AMONG the Emmy awards handed out in Pasadena on Sunday night to the labourers for excellence in the small-screen vineyard, NYPD Blue came out top in terms of the number of awards received by one programme. Of its six Emmys only two - for outstanding director of a drama series and outstanding actor in a drama series - were mainstream. There was no award for imaginative programme titles, but if there had been it would probably have upped its haul to seven, for such gems as 'Serge the concierge' and 'Tempest in a C-cup'.

Other winners familiar in Britain were Mystery: Prime Suspect 3 for best mini-series, and Candice Bergen for lead actress in Murphy Brown - a programme given international renown by Dan Quayle, who suggested in 1992 it was part of a conspiracy to destroy family values. Faye Dunaway was given her first Emmy award - as outstanding actress for a guest role in Columbo. She used the occasion to continue her battle with Andrew Lloyd Webber, who accused her of having a singing range insufficient for the demands of the Norma Desmond role in Sunset Boulevard. Dunaway said her lawsuit was 'moving along' and indicated enigmatically that the world would hear her sing. 'All will be revealed in time,' she said, after receiving her Columbo award.

A North Korean version of Godzilla believed to have been produced by Kim Jong Il - one- time heir apparent but still only the apparent heir to Kim Il Sung - is to be released in Japan as a video early next year.
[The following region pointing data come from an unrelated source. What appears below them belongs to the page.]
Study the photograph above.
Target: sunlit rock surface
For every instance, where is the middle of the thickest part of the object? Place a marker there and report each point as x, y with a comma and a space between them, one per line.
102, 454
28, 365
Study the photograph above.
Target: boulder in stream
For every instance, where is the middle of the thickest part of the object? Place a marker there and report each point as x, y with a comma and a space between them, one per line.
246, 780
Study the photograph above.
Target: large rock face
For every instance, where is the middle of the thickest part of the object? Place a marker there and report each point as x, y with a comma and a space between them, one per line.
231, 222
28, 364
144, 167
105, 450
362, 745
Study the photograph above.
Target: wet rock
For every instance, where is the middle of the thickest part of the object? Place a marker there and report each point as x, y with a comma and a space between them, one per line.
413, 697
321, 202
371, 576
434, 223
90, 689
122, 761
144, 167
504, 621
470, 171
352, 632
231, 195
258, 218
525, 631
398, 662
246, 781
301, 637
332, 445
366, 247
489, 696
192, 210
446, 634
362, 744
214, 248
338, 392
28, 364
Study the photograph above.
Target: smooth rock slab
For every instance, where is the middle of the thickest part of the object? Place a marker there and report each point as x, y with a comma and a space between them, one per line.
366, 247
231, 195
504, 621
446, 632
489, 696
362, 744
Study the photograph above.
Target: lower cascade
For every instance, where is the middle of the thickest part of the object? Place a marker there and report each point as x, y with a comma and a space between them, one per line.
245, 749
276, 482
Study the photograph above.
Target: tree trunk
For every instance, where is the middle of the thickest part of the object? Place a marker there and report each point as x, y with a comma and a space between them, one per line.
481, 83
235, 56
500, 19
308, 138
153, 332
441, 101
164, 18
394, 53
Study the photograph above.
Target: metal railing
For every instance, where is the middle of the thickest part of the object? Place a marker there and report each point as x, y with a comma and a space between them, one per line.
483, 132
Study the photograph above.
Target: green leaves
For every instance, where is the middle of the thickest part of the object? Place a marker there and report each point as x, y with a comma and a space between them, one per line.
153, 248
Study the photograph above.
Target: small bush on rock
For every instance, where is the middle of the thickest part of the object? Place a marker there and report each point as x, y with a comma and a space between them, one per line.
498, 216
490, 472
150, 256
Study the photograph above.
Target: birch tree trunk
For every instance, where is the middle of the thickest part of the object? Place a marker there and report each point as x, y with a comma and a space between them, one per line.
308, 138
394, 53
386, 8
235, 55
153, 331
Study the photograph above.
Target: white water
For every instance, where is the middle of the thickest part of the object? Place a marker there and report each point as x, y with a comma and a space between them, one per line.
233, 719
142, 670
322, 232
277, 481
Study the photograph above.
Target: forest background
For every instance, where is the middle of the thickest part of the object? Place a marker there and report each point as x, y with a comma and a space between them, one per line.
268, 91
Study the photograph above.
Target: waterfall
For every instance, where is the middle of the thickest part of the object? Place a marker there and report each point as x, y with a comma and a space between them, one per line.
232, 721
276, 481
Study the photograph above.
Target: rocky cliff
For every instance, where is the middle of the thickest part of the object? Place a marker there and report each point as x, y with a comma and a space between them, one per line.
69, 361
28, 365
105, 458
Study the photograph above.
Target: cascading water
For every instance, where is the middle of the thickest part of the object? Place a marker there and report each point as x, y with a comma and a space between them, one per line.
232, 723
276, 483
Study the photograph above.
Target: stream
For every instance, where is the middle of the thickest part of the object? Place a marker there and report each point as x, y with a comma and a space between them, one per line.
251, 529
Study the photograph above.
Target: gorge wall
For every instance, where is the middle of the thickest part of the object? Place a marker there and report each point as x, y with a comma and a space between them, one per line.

The film, made in 1985, depicts a Godzilla-like monster hero called 'Pulgasary' that protects farmers against soldiers by eating cannons and other weapons.
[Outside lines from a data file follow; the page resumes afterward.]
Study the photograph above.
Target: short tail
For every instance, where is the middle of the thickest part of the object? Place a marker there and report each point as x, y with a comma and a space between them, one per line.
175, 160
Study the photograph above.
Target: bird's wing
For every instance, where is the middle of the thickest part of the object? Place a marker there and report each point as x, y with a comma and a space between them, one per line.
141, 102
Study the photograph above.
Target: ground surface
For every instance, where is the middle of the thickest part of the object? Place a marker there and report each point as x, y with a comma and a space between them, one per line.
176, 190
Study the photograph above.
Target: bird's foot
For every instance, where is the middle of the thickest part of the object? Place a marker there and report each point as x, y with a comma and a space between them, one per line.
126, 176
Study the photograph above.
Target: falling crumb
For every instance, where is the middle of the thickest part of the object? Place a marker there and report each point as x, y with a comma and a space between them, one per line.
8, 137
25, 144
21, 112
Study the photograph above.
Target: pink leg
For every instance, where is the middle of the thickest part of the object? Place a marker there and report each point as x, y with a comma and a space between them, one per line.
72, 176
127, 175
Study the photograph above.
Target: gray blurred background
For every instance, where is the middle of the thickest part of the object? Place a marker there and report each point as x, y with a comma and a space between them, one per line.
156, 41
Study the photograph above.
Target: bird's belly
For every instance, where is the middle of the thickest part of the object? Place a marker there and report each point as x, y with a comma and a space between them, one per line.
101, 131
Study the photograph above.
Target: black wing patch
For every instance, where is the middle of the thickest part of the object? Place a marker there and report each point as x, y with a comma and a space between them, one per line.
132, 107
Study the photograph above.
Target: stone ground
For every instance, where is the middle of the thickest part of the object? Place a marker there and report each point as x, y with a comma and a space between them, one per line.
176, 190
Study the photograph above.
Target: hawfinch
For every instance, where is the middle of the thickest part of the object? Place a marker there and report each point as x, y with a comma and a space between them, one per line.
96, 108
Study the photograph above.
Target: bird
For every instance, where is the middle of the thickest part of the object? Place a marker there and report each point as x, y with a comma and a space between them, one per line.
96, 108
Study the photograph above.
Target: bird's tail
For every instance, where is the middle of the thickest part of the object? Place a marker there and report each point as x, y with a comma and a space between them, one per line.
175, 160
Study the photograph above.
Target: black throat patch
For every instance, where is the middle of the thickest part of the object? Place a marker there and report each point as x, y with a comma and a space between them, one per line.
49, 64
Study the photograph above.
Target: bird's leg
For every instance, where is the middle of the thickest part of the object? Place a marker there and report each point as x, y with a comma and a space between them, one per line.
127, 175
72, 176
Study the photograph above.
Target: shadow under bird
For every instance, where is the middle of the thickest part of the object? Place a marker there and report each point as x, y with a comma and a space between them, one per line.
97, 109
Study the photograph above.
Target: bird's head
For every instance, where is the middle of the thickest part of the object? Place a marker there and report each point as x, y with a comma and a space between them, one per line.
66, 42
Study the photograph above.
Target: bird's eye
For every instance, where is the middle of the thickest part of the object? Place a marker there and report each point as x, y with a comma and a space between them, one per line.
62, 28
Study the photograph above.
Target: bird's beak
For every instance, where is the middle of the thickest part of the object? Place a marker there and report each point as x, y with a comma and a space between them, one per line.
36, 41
The film was directed by Shin Sang Ok, a South Korean, while he was held in the North to make movies for Kim Jong Il, who is a well-known movie enthusiast, according to Yoshimitsu Yoshitsuru, president of the video's distributor. Some reports say Shin and his wife were kidnapped in the late 1970s and held for several years to make movies for the Dear Leader.

Mr Yoshitsuru said he obtained the rights from Shin to release the movie as a video through Shin's Japanese office, where a master copy of the movie was recently discovered. 'We were told that the movie was the (North's) government project. Because Mr Shin was directing the movie, I'm sure it was produced by Mr Kim Jong Il,' said Kenpachiro Satsuma, who played Godzilla in a Japanese movie and was invited to the North to play the monster role there.

Several others from the Japanese film crew that made Godzilla were also invited and stayed at Kim Jong Il's holiday home during the project, Mr Satsuma said.

'It's a sad story, and it's well done,' said Mr Yoshitsuru.